Cryo-EM, X-ray diffraction, and atomistic simulations reveal determinants for the formation of a supramolecular myelin-like proteolipid lattice
Ruskamo, Salla; Krokengen, Oda C.; Kowal, Julia; Nieminen, Tuomo; Lehtimäki, Mari; Raasakka, Arne; Dandey, Venkata P.; Vattulainen, Ilpo; Stahlberg, Henning; Kursula, Petri (2021-01-04)
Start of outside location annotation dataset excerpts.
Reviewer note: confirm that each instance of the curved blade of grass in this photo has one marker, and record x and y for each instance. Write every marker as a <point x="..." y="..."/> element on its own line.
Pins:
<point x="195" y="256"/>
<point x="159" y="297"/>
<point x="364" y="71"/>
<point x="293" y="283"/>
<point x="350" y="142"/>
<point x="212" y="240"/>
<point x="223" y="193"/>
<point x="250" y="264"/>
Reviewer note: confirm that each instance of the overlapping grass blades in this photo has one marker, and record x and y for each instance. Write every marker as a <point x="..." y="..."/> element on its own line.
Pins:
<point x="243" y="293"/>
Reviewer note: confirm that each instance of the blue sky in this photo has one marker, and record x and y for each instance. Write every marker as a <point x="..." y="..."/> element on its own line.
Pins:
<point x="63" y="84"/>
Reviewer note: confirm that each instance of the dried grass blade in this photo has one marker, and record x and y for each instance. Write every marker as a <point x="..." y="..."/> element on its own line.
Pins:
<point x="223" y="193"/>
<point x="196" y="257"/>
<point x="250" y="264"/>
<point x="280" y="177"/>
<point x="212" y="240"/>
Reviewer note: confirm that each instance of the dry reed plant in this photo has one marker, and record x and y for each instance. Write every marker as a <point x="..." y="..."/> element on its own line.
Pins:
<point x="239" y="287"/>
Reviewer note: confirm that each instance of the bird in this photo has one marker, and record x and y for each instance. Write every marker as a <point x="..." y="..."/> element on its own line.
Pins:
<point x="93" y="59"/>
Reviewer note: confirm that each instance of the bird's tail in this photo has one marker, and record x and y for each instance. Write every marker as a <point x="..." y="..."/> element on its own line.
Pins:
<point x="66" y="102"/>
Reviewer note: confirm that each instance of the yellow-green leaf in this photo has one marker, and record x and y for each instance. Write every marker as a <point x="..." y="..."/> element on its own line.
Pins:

Salla Ruskamo, Oda C. Krokengen, Julia Kowal, Tuomo Nieminen, Mari Lehtimäki, Arne Raasakka, Venkata P. Dandey, Ilpo Vattulainen, Henning Stahlberg, Petri Kursula, Cryo-EM, X-ray diffraction, and atomistic simulations reveal determinants for the formation of a supramolecular myelin-like proteolipid lattice, Journal of Biological Chemistry, Volume 295, Issue 26, 2020, Pages 8692-8705, ISSN 0021-9258, https://doi.org/10.1074/jbc.RA120.013087
© 2020 Ruskamo et al. Published under exclusive license by The American Society for Biochemistry and Molecular Biology. This is an Open Access article under the CC BY license.
https://creativecommons.org/licenses/by/4.0/
https://urn.fi/URN:NBN:fi-fe202103056653
Tiivistelmä
Abstract
Myelin protein P2 is a peripheral membrane protein of the fatty acid–binding protein family that functions in the formation and maintenance of the peripheral nerve myelin sheath. Several P2 gene mutations cause human Charcot-Marie-Tooth neuropathy, but the mature myelin sheath assembly mechanism is unclear. Here, cryo-EM of myelin-like proteolipid multilayers revealed an ordered three-dimensional (3D) lattice of P2 molecules between stacked lipid bilayers, visualizing supramolecular assembly at the myelin major dense line. The data disclosed that a single P2 layer is inserted between two bilayers in a tight intermembrane space of ∼3 nm, implying direct interactions between P2 and two membrane surfaces. X-ray diffraction from P2-stacked bicelle multilayers revealed lateral protein organization, and surface mutagenesis of P2 coupled with structure-function experiments revealed a role for both the portal region of P2 and its opposite face in membrane interactions. Atomistic molecular dynamics simulations of P2 on model membrane surfaces suggested that Arg-88 is critical for P2-membrane interactions, in addition to the helical lid domain. Negatively charged lipid headgroups stably anchored P2 on the myelin-like bilayer surface. Membrane binding may be accompanied by opening of the P2 β-barrel structure and ligand exchange with the apposing bilayer. Our results provide an unprecedented view into an ordered, multilayered biomolecular membrane system induced by the presence of a peripheral membrane protein from human myelin. This is an important step toward deciphering the 3D assembly of a mature myelin sheath at the molecular level.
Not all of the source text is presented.